Anyway, they called Jack onto the court to shoot a free throw at halftime for some reason, and I remember him heading out there, quickly and purposefully, grabbing the ball, pausing only momentarily to shoot (and make) his attempt and then returning to press row. He employed the same two-hand set shot he had used at Frankford High School 40 years earlier, and would use for nearly 30 years beyond that night, in those Palestra pickup games. (Yes, he played well into his 80s. And yes, he always jokingly claimed to be the leading scorer in arena history.) But it was his let’s-get-this-over-with bearing that struck me: No, this is not a problem. Nor is it a big deal. I mean, the guy barely broke stride.
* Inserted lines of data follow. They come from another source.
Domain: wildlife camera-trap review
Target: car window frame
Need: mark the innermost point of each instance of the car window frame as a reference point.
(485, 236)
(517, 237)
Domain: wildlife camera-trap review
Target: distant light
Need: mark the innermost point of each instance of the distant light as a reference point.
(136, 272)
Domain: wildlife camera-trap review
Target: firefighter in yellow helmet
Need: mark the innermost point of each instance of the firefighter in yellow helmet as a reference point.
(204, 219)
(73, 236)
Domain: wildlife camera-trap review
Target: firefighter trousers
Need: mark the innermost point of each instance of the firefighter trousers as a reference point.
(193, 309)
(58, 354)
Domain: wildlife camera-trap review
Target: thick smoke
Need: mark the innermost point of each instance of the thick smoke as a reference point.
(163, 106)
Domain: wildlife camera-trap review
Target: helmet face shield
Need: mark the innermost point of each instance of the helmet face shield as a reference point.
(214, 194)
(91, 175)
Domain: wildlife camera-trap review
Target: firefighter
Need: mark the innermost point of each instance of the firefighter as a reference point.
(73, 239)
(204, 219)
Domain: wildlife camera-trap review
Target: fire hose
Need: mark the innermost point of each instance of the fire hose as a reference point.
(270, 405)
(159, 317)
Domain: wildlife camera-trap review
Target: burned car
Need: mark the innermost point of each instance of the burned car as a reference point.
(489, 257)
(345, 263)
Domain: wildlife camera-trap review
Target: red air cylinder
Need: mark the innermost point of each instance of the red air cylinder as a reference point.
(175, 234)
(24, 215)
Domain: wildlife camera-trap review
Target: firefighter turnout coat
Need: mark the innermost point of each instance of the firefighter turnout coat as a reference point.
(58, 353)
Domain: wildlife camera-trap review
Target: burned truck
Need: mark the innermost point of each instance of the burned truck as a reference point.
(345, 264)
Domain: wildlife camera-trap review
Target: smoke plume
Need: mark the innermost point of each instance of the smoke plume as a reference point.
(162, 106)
It was kind of like a walking set shot.

So that was my entree into his world. I got to know him over the years, because everybody did. We became friendly, because he invited that, indeed cultivated that.

It was much the same for Bracy, who continues to cherish those days and nights in the Palestra alongside a guy he so respected. It reached the point, Aaron said, where he talked on the phone with Scheuer “more than anyone else, outside of my family.” 

But in the last six months Bracy could hear the strain in Jack’s voice when they spoke, could feel him slipping away. They last spoke no more than two weeks before his death.

“I knew he wasn’t doing great,” Aaron said, “but I still didn’t expect the suddenness of this.”

One of Jack’s daughters emailed last Monday to let Bracy know that her dad was going into hospice care. And by Friday he was gone.

His obituary noted that he and his wife of 64 years, Jean, had four children in all, as well as eight grandchildren. That he had served in the U.S. Army in Korea. That he had done some coaching, worked in sales, even served as the marketing director for the old Philadelphia Bell of the World Football League back in the day.

But eventually he gravitated to the sportswriting corner of the world. Cleaned it up. Made it a happier place, just by being himself. And those he leaves behind wonder about filling an unfillable hole, about whether things can ever truly be the same again.